The evaluation of collaborative school-linked programs requires identify-ing a wide range of client outcomes. Not only should evaluators be concerned with process and implementation data, but also with the measurement of improvement in student academic achievement, school attendance, graduation rates, decreased pregnancy rates, coping skills, reduced behavioral problems, and other cognitive, affective, and behavioral outcomes. Most importantly, collaborative programs need to document whether their clients are able to readily access more community resources. 

As with most reform efforts with broad agendas, collaborative school-linked programs are faced with many, often competing, demands. Strategic planning, responsible implementation, and, above all, practical wisdom are required as these innovative programs unfold.

Conclusions

Five conclusions are drawn from the current review of collaborative, school-linked programs. 

  • The challenges that face children, youth, and families in at-risk contexts are generated from a mix of cultural, economic, political, and health problems. The complexity of these conditions defies simple solutions. To solve these problems resources must be gathered from the community-public and private agencies, local and state health and human services departments, and businesses and religious institutions-and coordinated with the resources available in schools.
  • Narrow plans that reform a school's instructional program alone will not solve these problems.

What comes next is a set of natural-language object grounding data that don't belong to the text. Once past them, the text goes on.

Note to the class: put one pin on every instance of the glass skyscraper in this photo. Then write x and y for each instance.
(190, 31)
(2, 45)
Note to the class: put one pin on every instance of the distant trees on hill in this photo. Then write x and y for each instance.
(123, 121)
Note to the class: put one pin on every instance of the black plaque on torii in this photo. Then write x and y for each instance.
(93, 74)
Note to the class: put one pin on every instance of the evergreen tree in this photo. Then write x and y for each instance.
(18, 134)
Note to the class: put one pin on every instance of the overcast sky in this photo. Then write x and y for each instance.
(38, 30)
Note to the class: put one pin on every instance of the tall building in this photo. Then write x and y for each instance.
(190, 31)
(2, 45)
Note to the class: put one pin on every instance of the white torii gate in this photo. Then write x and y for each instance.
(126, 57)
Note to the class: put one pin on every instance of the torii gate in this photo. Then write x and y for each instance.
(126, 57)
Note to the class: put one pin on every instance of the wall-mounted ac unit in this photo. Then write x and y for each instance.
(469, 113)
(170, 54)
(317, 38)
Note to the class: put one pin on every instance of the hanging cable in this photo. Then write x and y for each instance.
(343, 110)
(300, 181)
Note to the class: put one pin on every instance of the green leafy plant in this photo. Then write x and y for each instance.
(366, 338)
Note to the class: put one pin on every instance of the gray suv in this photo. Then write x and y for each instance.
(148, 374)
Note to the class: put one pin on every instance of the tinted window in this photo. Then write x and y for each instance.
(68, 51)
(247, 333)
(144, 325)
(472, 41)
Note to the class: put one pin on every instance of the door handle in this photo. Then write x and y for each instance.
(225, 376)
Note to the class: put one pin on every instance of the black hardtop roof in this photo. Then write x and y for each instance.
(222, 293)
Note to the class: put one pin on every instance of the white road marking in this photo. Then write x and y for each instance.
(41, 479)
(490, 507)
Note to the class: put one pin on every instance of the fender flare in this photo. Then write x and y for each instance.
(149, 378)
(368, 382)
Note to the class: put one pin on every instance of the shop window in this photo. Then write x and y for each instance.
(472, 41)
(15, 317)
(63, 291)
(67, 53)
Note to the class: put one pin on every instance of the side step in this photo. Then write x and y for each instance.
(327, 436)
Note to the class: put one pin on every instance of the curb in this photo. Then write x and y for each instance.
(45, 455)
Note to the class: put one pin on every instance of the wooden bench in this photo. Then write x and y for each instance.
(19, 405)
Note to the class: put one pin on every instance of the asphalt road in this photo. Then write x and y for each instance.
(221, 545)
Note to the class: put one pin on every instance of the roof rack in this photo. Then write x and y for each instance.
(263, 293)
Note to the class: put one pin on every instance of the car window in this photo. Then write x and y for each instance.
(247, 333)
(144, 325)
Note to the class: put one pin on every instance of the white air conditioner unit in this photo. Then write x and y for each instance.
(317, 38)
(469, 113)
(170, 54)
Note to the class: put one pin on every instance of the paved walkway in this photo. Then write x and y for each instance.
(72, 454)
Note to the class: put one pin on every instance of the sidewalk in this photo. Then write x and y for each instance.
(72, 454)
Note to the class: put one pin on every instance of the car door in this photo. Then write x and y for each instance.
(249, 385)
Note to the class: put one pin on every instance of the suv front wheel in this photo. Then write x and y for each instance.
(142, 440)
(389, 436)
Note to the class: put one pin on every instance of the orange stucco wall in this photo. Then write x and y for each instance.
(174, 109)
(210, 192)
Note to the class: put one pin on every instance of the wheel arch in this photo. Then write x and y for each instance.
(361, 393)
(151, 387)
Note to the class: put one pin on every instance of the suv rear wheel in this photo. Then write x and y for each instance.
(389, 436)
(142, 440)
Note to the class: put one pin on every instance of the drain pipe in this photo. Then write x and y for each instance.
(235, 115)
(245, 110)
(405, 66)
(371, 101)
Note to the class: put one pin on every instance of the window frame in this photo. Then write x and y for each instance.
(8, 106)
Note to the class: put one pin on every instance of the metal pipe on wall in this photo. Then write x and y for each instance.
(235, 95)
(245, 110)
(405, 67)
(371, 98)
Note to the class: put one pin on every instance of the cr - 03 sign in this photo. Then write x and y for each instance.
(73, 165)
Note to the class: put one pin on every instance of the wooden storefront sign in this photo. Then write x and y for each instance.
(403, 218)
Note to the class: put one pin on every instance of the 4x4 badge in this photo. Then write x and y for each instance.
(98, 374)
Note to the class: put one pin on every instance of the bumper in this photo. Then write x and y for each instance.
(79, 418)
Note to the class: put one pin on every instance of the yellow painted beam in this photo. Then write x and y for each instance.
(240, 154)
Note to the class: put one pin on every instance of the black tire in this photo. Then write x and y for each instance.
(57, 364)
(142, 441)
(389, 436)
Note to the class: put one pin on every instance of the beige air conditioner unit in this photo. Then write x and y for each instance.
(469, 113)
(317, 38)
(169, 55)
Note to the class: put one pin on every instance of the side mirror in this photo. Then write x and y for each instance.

Policymakers, practitioners, and the public must be made aware of the importance of integrating community resources with the educational resources available in schools.
  • Empirical results from current collaborative school-linked programs are positive, but have to be regarded cautiously. Many of these programs have not been rigorously evaluated. Evaluation and research studies of these programs often contain inadequate descriptions of the program components, use a limited number of outcomes, have few direct measures of collaboration, do not collect process or implementation data, do not have comparable control groups, have high rates of attrition, and report little data on program costs. The studies of collaborative school-linked services that are available are those that are published. Given that published evaluations and studies generally report positive results, the results reported in this article may be biased in a positive direction. Further research and more rigorous evaluation is needed to arrive at general policy conclusions.
  • Better implementation data are needed to validate the effectiveness of these programs. Evaluation reports must include documentation of: linkages among agencies, the changing roles of administrators in schools and service agencies as they collaborate, the changing role of staff, and the establishment of a management information system. 
  • There is little communication among researchers, policy analysts, policy-makers, and practitioners concerning the growing knowledge base on collaborative school-linked services. Operational strategies and tactics need to be identified to support collaborative school-linked services. These strategies should link district administrators, middle management, principals, teachers, and service delivery agencies so that key information is accessible to all collaborators. 
Collaborative, school-linked services are becoming a common feature of the educational reform landscape. Although the programs demonstrate positive outcomes, the results must be treated with guarded optimism until results from more rigorous evaluation and research studies are available. 

Endnotes

1. Bibliographic citations are available from Dr. Margaret C. Wang, Director, Temple University Center for Research in Human Development and Education, Ritter Hall Annex, 9th Floor, 1301 Cecil B. Moore Avenue, Philadelphia, PA 19122.